I have two tensors because I train with nn.conv2d and I infer with my conv implementation. What is the most efficient way for conv2 and conv1 to share weights for all the epochs. Basically the change in weight for conv1 should reflect in conv2 weight as well. I tried using the below line in my init:

self.conv2.weight.data = self.conv1.weight.detach()

But I think this would only make weight equal when init is called while initialising the model. The changes in conv1.weight won’t reflect on conv2 weights in subsequent epochs.

One way is to make the weight of conv2 and conv1 equal in forward function. But is there some other way to do so?

As I mentioned above, you just want a single Parameter for both to make sure they remain the same.
Doing self.conv2.weight = self.conv1.weight will do that.

Is there a better way to make require_grad=False for all the parameters of conv2 in init method itself?

Currently I am making them False by individually making require grad=False for each parameter of the layer.

like self.conv2.weight=False
self.bn2.weight = False
…
…

You can do mod.requires_grad_(False) on a nn.Module to set the requires grad field of all his parameters to False.

Hey @albanD
Will the below line allocate new memory for the weights for self.conv2 or it will just use the weights from the memory where self.conv1 weight is saved.
" self.conv2.weight = self.conv1.weight"

Yes this will just set the .weight attribute to the Parameter contained in the other module. So they will point to the same Tensor.

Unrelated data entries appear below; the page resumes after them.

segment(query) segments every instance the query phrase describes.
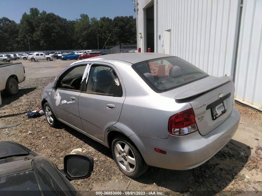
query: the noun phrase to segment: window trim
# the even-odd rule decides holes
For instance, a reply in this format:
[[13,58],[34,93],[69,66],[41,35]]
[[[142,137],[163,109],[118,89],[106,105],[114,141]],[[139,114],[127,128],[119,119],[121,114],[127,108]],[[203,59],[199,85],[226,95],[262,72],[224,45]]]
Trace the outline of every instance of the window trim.
[[[70,72],[73,69],[79,67],[81,67],[82,66],[85,66],[86,68],[85,69],[85,70],[86,69],[88,69],[89,67],[90,67],[90,66],[89,66],[88,67],[87,67],[87,65],[89,63],[87,63],[86,64],[85,63],[84,64],[82,64],[78,65],[75,65],[74,66],[73,66],[69,68],[68,69],[67,69],[66,70],[64,70],[64,71],[63,72],[62,72],[61,73],[60,75],[58,76],[57,79],[56,80],[56,85],[54,88],[55,90],[56,90],[57,89],[59,89],[60,90],[65,90],[73,91],[74,92],[80,92],[80,93],[82,92],[83,87],[83,84],[84,81],[85,81],[85,80],[86,78],[86,77],[85,77],[85,79],[84,79],[84,80],[81,82],[81,84],[80,85],[80,88],[79,89],[79,90],[75,90],[74,89],[65,89],[64,88],[62,88],[60,87],[58,87],[58,85],[59,85],[58,84],[59,83],[59,82],[60,81],[60,82],[61,82],[61,78],[63,77],[66,74],[68,73],[69,72]],[[83,75],[84,73],[83,73]]]
[[[125,89],[124,87],[123,88],[124,86],[123,84],[123,81],[122,80],[122,79],[121,78],[121,76],[120,76],[120,74],[119,74],[119,72],[117,71],[116,68],[113,65],[112,65],[109,63],[105,63],[104,62],[94,62],[94,63],[92,63],[92,62],[91,62],[90,63],[90,66],[89,66],[89,67],[88,69],[88,73],[87,74],[87,77],[85,79],[87,80],[87,81],[88,82],[88,79],[89,79],[89,77],[90,76],[90,72],[91,69],[92,68],[92,67],[94,66],[97,67],[98,66],[103,66],[104,67],[107,67],[110,68],[111,68],[113,69],[114,70],[115,73],[116,74],[117,76],[117,77],[119,79],[120,81],[120,85],[119,86],[121,88],[121,89],[122,90],[122,93],[120,94],[118,94],[117,95],[114,95],[113,94],[112,95],[112,94],[108,94],[106,93],[97,93],[96,92],[87,92],[87,84],[88,84],[88,82],[87,83],[85,87],[83,86],[82,87],[82,93],[86,93],[87,94],[95,94],[98,95],[101,95],[101,96],[108,96],[109,97],[122,97],[123,96],[124,96],[124,92],[125,92],[125,91],[124,91],[124,90]],[[120,96],[121,95],[121,96]]]

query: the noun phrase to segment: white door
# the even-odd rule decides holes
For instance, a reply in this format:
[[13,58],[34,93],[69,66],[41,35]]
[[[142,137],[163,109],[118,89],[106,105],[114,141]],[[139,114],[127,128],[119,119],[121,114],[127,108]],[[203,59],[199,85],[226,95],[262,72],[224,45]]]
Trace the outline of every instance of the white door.
[[170,29],[164,31],[163,53],[170,54]]

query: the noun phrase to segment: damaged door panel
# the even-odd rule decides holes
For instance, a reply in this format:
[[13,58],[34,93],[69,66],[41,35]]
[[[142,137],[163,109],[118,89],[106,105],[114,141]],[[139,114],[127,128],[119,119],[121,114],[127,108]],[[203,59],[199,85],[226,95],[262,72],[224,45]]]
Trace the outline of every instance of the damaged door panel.
[[81,94],[80,92],[57,89],[52,91],[52,100],[55,111],[60,119],[83,130],[78,109],[78,97]]
[[73,67],[60,76],[52,91],[53,105],[60,120],[83,130],[79,115],[78,98],[89,64]]
[[85,132],[104,141],[106,129],[120,116],[125,91],[112,64],[94,63],[89,69],[86,91],[79,96],[80,117]]

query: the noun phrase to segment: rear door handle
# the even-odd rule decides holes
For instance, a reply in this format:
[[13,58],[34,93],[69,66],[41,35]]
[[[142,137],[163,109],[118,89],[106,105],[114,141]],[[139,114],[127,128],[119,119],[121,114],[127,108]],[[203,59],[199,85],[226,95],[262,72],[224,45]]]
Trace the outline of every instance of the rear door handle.
[[107,103],[106,104],[106,107],[109,109],[110,110],[113,110],[116,107],[112,103]]

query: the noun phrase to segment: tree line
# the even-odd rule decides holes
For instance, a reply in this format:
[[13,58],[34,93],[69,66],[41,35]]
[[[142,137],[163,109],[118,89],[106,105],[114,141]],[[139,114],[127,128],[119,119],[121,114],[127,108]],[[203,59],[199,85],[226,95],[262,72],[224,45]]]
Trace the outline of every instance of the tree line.
[[31,51],[97,49],[98,35],[101,50],[110,33],[107,45],[136,44],[136,22],[132,16],[98,20],[84,14],[68,20],[32,8],[18,24],[6,17],[0,19],[0,52],[29,51],[28,39]]

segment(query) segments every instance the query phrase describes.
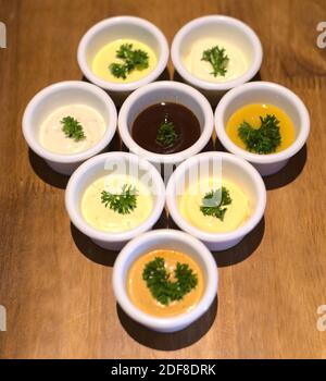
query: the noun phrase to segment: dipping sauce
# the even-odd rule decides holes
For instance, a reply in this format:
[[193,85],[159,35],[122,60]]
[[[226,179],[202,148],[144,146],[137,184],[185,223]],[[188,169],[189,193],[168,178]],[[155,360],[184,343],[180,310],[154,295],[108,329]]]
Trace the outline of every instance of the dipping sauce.
[[[114,76],[110,70],[110,65],[112,63],[124,64],[124,60],[116,57],[117,50],[123,45],[133,45],[133,50],[140,49],[148,54],[148,67],[142,70],[135,69],[130,71],[126,75],[125,79],[123,77]],[[91,66],[93,73],[101,79],[126,84],[143,78],[155,69],[156,64],[156,56],[149,46],[134,39],[117,39],[105,45],[98,51],[98,53],[95,56]]]
[[201,206],[203,198],[212,190],[221,189],[221,181],[209,177],[200,183],[191,184],[178,199],[178,208],[183,217],[193,226],[208,233],[226,233],[241,226],[250,216],[249,201],[247,196],[233,182],[222,181],[231,199],[226,208],[223,220],[215,216],[205,216]]
[[[290,118],[274,105],[252,103],[240,108],[228,120],[226,133],[237,146],[247,149],[247,145],[239,136],[239,126],[246,121],[253,128],[259,128],[261,126],[260,116],[265,118],[267,114],[275,115],[279,121],[280,144],[271,153],[283,151],[294,142],[296,133]],[[252,152],[255,153],[254,151]]]
[[[174,270],[177,262],[187,263],[197,276],[197,285],[180,300],[174,300],[168,305],[159,303],[149,290],[147,282],[143,280],[143,270],[147,263],[155,260],[155,258],[163,258],[165,261],[165,269],[171,274],[171,281],[175,282]],[[196,307],[204,290],[204,280],[202,270],[199,265],[188,255],[168,250],[158,249],[140,256],[130,267],[127,274],[127,292],[136,307],[143,312],[158,316],[162,318],[177,316],[188,312]]]
[[[167,144],[158,140],[160,127],[164,123],[172,123],[175,137]],[[173,102],[161,102],[145,109],[131,127],[134,140],[140,147],[155,153],[183,151],[192,146],[200,134],[200,124],[192,111]]]
[[[61,121],[66,116],[72,116],[80,123],[85,138],[76,142],[65,135]],[[86,105],[68,105],[54,110],[41,123],[39,142],[52,152],[73,155],[86,151],[99,143],[105,128],[103,116],[93,108]]]
[[[214,76],[212,64],[202,60],[203,52],[218,46],[228,57],[225,75]],[[203,37],[195,40],[183,58],[186,69],[202,81],[224,83],[243,75],[250,65],[250,58],[234,41],[220,37]]]
[[[120,213],[102,201],[102,192],[121,195],[124,185],[136,189],[136,208],[128,213]],[[112,174],[97,179],[85,190],[82,198],[82,213],[86,222],[100,231],[121,233],[140,225],[153,209],[150,189],[137,179]]]

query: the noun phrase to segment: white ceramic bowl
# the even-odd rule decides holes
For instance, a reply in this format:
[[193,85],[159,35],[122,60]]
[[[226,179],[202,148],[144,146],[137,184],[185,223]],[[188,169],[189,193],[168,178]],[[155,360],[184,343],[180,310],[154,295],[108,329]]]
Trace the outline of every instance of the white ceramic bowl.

So basically if any one of them (conv1.weight or conv2.weight) is updated it will be reflected in the other instance?

Yes it will be reflected.

1 Like

@albanD would both the options below make conv1 and conv2 share same weights?
What I observed is that with option2 when I am updating conv1 it’s not reflected in conv2?
Not sure what is the reason for that

Option1:
class Mymodel1(nn.Module):
def init (self:
super(Mymodel, self). init ()

    self.conv1 = nn.Conv2d(...)
    self.conv2= nn.Conv2d(.....)
    self.conv2.weight = self.conv1.weight

Option2:
class Mymodel2(nn.Module):
def init (self:
super(Mymodel, self). init ()

    self.conv1 = nn.Conv2d(...)
    self.conv2= nn.Conv2d(...)

mymodel = Mymodel2()

mymodel.conv2.weight = mymodel.conv1.weight

In option2 when I did mymodel.conv2.weight.data = mymodel.conv1.weight that actually helped to do what I was able to do with option1. But still I am curious why wouldn’t mymodel.conv2.weight =mymodel.conv1.weight won’t work in option2.

It should.
Can you share a small script that shows how the two give different behavior?